Butterick and Saveri point to Napster, the peer-to-peer music sharing system, as an example. The company was sued by record companies for copyright infringement, and it led to a landmark case on the fair use of music. 

The Napster settlement cleared the way for companies like Apple, Spotify, and others to start creating new license-based deals, says Butterick. The pair is hoping their lawsuits, too, will clear the way for a licensing solution where artists, writers, and other copyright holders could also be paid royalties for having their content used in an AI model, similar to the system in place in the music industry for sampling songs. Companies would also have to ask for explicit permission to use copyrighted content in training sets. 

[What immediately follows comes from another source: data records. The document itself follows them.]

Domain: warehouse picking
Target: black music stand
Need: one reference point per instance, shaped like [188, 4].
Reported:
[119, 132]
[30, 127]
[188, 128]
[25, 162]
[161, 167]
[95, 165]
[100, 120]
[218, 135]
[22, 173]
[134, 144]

Tech companies have treated publicly available copyrighted data on the internet as subject to “fair use” under US copyright law, which would allow them to use it without asking for permission first. Copyright holders disagree. The class actions will likely determine who is right, says Ghavi. 

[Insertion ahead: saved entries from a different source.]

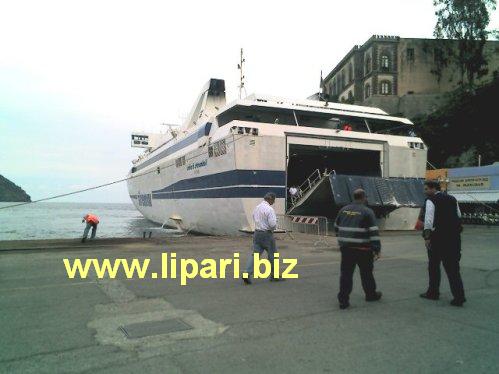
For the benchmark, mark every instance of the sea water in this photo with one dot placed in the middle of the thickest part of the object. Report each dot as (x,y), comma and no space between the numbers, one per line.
(52,220)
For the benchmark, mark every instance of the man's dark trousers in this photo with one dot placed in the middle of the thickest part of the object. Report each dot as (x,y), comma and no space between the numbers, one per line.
(449,255)
(350,257)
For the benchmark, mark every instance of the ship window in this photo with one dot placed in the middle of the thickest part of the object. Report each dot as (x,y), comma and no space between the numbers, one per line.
(410,54)
(179,162)
(217,149)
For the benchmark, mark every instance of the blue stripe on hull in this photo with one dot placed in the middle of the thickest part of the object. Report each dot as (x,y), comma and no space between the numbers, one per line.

This is just the beginning of a new boom time for tech lawyers. The experts MIT Technology Review spoke to agreed that tech companies are also likely to face litigation over privacy and biometric data, such as images of people’s faces or clips of them speaking. Prisma Labs, the company behind the popular AI avatar program Lensa, is already facing a class action lawsuit over the way it’s collected users’ biometric data. 

Ben Winters believes we will also see more lawsuits around product liability and Section 230, which would determine whether AI companies are responsible if their products go awry and whether they should be liable for the content their AI models produce.

“The litigation processes can be a blunt object for social change but, nonetheless, can be quite effective,” says Saveri. “And no one’s lobbying Matthew [Butterick] or me.”